Arthrose et froid : pourquoi les douleurs s’aggravent-elles en hiver ?

En bref

  • La baisse des températures épaissit le liquide synovial, réduisant la lubrification de l’articulation.
  • Les variations de pression atmosphérique provoquent une expansion des tissus péri-articulaires, augmentant la tension sur les terminaisons nerveuses.
  • Le maintien d’une activité physique régulière reste la mesure préventive principale pour limiter la raideur hivernale.

L’arthrose affecte environ dix millions de personnes en France, représentant la pathologie rhumatologique la plus fréquente. À l’approche de la période hivernale, une recrudescence des consultations orthopédiques est systématiquement observée. La corrélation entre arthrose froid et augmentation de la douleur constitue une réalité clinique documentée, bien que le climat ne modifie pas la structure du cartilage lui-même.

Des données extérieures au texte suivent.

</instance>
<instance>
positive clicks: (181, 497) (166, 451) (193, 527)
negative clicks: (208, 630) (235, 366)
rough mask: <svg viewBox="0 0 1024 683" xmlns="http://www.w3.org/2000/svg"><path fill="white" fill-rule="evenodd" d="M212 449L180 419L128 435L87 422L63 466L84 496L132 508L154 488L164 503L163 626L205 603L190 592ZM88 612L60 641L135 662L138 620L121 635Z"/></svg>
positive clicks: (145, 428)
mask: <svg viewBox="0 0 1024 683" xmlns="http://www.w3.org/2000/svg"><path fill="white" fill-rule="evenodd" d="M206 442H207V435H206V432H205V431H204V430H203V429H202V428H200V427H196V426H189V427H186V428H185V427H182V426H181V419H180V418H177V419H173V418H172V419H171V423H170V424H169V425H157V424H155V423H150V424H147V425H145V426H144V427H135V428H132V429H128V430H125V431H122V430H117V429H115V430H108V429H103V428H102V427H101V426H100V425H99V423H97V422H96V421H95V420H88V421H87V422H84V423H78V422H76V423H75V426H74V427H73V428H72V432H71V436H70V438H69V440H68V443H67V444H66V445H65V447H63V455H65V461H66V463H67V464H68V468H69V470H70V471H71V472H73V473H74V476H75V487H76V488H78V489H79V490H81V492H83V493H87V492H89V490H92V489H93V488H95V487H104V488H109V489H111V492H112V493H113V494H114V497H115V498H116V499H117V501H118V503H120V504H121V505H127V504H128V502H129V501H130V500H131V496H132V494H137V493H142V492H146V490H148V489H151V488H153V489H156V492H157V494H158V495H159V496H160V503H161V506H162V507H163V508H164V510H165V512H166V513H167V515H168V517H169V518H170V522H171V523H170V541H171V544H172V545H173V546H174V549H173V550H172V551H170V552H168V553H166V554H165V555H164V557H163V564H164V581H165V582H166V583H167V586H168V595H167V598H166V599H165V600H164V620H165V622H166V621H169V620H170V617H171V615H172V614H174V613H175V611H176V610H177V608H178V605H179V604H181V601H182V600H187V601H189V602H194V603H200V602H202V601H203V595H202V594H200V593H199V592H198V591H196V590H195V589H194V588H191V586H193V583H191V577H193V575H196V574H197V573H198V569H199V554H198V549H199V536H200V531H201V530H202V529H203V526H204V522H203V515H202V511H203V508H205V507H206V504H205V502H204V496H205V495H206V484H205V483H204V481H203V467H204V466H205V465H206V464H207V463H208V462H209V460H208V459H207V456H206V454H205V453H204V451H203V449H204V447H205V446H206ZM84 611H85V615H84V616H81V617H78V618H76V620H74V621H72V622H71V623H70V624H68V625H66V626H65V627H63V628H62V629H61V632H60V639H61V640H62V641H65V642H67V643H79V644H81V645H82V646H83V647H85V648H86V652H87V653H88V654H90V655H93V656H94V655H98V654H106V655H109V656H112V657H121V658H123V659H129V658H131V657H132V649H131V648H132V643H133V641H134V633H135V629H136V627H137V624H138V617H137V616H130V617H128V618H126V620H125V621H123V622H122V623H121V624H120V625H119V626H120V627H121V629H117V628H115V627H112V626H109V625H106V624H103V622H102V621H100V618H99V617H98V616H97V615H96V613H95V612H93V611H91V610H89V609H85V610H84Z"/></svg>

Les variations météorologiques n’accélèrent pas la dégénérescence articulaire, mais elles altèrent la perception douloureuse et la biomécanique locale. La baisse des températures agit directement sur les propriétés rhéologiques des fluides articulaires et sur la sensibilité des récepteurs nociceptifs périphériques.

Mécanismes physiologiques de la douleur hivernale

La température ambiante influence directement la viscosité du liquide synovial. Ce fluide, indispensable à la lubrification articulaire, s’épaissit sous l’effet du froid. Cette modification physique entraîne une résistance mécanique accrue lors des mouvements, perçue comme une raideur matinale prolongée.

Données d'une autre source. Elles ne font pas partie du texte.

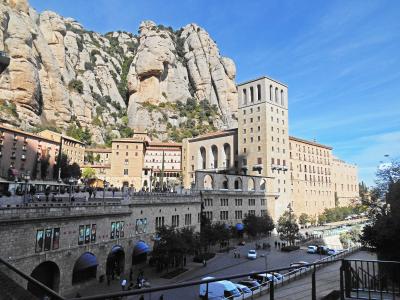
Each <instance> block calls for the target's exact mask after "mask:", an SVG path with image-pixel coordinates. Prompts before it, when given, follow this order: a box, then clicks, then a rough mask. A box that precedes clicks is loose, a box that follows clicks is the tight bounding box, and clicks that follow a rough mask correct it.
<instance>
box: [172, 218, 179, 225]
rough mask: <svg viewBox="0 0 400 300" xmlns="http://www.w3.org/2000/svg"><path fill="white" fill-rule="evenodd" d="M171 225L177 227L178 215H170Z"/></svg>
mask: <svg viewBox="0 0 400 300" xmlns="http://www.w3.org/2000/svg"><path fill="white" fill-rule="evenodd" d="M172 227H179V215H173V216H172Z"/></svg>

En présence d’une pathologie cartilagineuse, comme une Chondropathie du genou, la surface de glissement est déjà altérée. La perte de lubrification optimale majore alors les micro-frictions osseuses, déclenchant des poussées inflammatoires secondaires.

Le système nerveux périphérique réagit également aux basses températures. Les nocicepteurs, récepteurs de la douleur situés dans la capsule articulaire et les ligaments, présentent un seuil d’activation abaissé en hiver, rendant le patient plus sensible aux stimuli mécaniques habituels.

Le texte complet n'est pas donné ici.